Надька посмотрела на часы и вышла из машины. У нее были дела более важные, чем Андрей. А еще совсем недавно Андрей был важнее всех дел.

Андрей высунулся из машины и заорал:

– Но ведь ты сегодня ляжешь с ним в постель! Я этого не вынесу!

– Вынесешь, – спокойно сказала Надька. – Ничего с тобой не случится.

Андрей стал искать виноватых и нашел очень быстро. Светлана. Она держала его за горло своей порядочностью.

– Нам надо поговорить, – сказал Андрей, входя в ее кабинет.

– Может быть, поговорим дома? – предложила Светлана.

– Нет. Мне здесь легче.

Светлана посмотрела на часы. Двенадцать часов. Полдень.

– Я слушаю. – Светлана сложила руки на столе. Как школьница.

Андрей молчал. Медлил выпустить слова-пули. Все-таки он не убийца.

За двадцать лет совместной жизни Светлана научилась чувствовать своего мужа как себя. Считывала его мысли и состояния.

– Ты хочешь развестись? – спросила Светлана.

– Да.

– А что произошло?

– То, что я ее люблю.

– Это было и раньше. Что-то новое?

– У нее другой. Она нашла себе другого.

– И кто же он?

– Губернатор Шубин.

– А… Иван Савельевич. Богатый человек.

Светлана смотрела в стол. Семилетняя война была проиграна. И кому? Светлана недооценила противника.

– Ты думаешь, она бросит Шубина и уйдет к тебе?

– Да. Если я стану свободен, она уйдет ко мне.

– Она не бросит губернатора. Так что будь готов к длинному марафону.

– Ее марафон продолжался семь лет. Если понадобится, я буду терпеть.
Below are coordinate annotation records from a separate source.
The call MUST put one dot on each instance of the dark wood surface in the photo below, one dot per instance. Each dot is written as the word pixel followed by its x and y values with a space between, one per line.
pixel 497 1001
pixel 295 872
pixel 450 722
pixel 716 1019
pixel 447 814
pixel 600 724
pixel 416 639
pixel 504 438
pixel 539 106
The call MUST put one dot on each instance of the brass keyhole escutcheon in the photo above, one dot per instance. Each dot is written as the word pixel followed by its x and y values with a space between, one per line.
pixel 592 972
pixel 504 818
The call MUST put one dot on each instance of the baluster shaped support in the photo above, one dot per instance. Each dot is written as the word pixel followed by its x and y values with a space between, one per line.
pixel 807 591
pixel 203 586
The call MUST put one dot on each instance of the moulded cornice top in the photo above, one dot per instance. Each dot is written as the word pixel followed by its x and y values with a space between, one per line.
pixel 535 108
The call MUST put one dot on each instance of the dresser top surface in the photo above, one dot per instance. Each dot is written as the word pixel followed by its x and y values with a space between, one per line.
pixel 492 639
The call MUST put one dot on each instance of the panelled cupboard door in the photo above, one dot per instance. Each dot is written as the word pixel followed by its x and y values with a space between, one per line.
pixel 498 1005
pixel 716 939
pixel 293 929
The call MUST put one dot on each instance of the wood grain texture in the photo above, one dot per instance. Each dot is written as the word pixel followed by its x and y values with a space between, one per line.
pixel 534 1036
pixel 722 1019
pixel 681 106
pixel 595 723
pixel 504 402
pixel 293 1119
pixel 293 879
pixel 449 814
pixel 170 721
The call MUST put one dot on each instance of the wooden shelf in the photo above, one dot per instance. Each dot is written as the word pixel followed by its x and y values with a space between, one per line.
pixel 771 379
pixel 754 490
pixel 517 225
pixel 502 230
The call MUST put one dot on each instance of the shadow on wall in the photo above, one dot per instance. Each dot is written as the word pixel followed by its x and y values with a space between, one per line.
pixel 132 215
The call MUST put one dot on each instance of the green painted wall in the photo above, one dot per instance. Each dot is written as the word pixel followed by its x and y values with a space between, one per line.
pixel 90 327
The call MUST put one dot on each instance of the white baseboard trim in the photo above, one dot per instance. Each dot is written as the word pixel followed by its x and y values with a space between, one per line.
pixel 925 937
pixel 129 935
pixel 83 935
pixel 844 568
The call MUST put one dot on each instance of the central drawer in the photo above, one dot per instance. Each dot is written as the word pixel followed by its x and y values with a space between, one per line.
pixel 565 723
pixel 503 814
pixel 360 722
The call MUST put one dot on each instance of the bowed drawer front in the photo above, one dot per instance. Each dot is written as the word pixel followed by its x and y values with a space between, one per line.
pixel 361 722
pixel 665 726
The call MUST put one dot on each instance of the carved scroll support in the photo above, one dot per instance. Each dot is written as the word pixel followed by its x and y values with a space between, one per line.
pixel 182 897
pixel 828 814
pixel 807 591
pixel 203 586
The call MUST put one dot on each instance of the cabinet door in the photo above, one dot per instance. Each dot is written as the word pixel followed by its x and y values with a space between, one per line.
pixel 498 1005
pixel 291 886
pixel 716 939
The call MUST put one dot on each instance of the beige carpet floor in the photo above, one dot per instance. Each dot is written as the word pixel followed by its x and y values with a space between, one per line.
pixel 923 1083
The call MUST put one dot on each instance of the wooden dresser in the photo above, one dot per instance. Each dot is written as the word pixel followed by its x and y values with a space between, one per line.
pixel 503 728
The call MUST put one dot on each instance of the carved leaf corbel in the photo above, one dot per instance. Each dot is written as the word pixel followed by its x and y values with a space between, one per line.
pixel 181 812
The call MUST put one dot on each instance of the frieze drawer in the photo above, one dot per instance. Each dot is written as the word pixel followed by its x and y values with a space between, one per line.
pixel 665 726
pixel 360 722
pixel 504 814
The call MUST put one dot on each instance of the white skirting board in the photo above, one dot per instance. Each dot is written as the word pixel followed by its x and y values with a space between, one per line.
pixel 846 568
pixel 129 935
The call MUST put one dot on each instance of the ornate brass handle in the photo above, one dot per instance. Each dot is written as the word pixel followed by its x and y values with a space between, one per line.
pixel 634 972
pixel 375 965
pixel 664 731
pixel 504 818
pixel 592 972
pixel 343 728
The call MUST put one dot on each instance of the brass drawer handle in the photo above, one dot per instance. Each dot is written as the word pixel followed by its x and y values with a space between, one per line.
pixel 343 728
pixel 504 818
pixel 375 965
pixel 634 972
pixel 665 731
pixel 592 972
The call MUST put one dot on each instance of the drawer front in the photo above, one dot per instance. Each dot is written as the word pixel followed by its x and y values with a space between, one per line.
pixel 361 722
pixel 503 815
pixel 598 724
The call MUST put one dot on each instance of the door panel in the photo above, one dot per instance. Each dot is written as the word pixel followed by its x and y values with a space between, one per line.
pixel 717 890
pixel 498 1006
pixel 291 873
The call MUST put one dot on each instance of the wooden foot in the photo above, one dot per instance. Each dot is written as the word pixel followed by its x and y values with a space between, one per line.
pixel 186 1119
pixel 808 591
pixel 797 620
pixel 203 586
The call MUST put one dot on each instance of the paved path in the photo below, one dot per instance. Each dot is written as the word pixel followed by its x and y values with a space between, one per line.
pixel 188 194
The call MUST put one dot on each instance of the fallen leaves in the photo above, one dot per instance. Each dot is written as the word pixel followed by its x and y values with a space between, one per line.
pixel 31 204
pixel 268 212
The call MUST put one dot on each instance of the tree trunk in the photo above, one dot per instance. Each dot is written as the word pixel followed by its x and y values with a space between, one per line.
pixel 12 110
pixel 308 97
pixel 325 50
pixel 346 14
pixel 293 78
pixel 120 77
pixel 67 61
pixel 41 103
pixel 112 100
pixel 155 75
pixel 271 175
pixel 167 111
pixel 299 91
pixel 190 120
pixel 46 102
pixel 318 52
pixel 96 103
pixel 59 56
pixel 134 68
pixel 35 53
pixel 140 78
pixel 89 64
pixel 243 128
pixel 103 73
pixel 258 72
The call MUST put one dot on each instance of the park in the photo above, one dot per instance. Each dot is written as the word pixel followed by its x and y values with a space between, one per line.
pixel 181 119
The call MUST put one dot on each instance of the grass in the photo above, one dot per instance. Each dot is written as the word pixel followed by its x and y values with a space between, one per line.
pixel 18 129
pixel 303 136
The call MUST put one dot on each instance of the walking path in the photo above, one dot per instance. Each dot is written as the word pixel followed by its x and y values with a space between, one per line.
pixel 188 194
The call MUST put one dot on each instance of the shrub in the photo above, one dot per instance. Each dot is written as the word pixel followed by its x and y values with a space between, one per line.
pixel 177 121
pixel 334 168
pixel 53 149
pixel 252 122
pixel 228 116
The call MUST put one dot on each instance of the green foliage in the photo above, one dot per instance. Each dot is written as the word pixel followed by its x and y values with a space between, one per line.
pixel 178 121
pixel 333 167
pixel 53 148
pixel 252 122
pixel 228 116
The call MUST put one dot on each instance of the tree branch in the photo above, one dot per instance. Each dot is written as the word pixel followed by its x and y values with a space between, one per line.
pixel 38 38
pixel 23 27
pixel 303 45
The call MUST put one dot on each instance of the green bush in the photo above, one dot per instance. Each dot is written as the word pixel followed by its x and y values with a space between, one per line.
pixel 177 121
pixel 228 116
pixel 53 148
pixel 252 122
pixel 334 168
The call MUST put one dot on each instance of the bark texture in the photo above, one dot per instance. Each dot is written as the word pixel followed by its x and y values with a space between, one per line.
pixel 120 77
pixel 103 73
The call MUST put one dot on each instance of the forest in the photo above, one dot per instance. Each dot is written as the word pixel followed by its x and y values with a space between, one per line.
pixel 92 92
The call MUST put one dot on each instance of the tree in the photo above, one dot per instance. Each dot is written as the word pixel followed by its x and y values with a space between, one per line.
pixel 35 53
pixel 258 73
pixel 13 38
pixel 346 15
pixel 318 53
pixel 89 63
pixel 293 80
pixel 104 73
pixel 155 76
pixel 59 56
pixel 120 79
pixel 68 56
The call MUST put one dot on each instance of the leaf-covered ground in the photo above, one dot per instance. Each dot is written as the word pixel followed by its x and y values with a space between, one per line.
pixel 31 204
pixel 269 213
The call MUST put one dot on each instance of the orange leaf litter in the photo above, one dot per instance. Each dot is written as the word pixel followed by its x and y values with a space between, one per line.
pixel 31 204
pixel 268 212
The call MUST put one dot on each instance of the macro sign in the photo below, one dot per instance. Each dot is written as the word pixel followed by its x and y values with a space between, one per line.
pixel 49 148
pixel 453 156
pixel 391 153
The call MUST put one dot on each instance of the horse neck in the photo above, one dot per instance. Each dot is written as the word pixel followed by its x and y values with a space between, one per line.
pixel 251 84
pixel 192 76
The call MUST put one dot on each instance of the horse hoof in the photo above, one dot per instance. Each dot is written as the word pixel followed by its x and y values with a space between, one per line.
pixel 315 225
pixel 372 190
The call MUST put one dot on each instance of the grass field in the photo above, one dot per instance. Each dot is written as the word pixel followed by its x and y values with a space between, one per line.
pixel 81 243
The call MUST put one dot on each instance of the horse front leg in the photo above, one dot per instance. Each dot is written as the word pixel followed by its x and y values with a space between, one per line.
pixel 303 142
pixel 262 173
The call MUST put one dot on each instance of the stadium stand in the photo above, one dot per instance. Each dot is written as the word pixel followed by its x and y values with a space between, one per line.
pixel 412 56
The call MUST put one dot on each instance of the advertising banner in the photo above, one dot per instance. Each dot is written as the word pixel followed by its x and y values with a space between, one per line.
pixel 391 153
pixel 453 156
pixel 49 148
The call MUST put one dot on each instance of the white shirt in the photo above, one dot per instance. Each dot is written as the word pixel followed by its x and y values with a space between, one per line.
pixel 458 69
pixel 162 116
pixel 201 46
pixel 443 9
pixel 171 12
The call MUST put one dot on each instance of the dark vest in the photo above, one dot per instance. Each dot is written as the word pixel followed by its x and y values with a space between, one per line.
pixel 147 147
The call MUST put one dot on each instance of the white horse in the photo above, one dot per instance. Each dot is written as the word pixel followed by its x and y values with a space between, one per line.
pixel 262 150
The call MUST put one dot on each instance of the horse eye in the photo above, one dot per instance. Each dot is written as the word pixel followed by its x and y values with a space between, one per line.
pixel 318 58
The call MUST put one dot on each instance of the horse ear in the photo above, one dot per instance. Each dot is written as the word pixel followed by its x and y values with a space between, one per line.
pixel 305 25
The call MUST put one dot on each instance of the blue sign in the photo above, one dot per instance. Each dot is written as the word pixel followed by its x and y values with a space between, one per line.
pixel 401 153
– Терпи, только не спейся.

Светлана встала, давая понять, что разговор окончен. Не прошло и трех минут, как жизнь рухнула. Ей хотелось обхватить голову и зарыдать, закричать, выплеснуть из себя волну страданий. Но плакать при Андрее она не будет. Андрей – человек Надьки, и значит – часть Надьки. А от того, что называется «Надька», даже частично, хотелось держаться подальше.

– У меня дела, – сухо сказала Светлана, как будто Андрей был просто клиент банка.

– А ты… ты будешь меня ждать? – по-детски спросил Андрей.

– Как карта ляжет. Искать не побегу, но и запрещать себе не буду. Знаешь, что такое верность? Умение себе запрещать.

Они пересеклись глазами. Глаза у Андрея были больные и тревожные, как у взбесившейся собаки. Ей стало его жалко, но она скрыла жалость к нему по той же причине, что и жалость к себе.

* * *

Андрей ушел из дома и снял квартиру. Теперь он ждал, когда Надька выгонит губернатора. Но Надька не торопилась.

Губернатор был ее ВСЕ. Он любил ее и не мызгал. Просто любил, и все. На любую просьбу отвечал: «Ну конечно, Наденька…» У любящих легко просить, потому что просьбы им в радость.

То, что другим в Надьке не нравилось: алчность, наглость, неразборчивость в средствах, – Иван Шубин воспринимал как творчество и бесстрашие. Надька не боится жизни, пробует ее на зуб. И выигрывает в конце концов.

Женщины, как правило, консервативны, идут по накатанной дороге, всего боятся. А Надька – редкий зверь, пусть даже хищный.

Губернатор – благородный человек. Хоть и политик. А когда рядом живет человеческое благородство, то и самой хочется быть на уровне. Хочется соответствовать. Новое бытие определяло новое сознание.

Движимая новым сознанием, Надька объявила Ивану:

– Я должна деньги. Я хочу отдать долг.

– Правильно, – одобрил Иван. – Деньги смывают обиды.

Надька позвонила жене Рубинчика. Трубку взял Лева. Значит, он был в Москве.

– Привет, – поздоровалась Надька. – Я хочу отдать тебе долг.

Рубинчик молчал, как подавился. А может, он действительно подавился такой новостью.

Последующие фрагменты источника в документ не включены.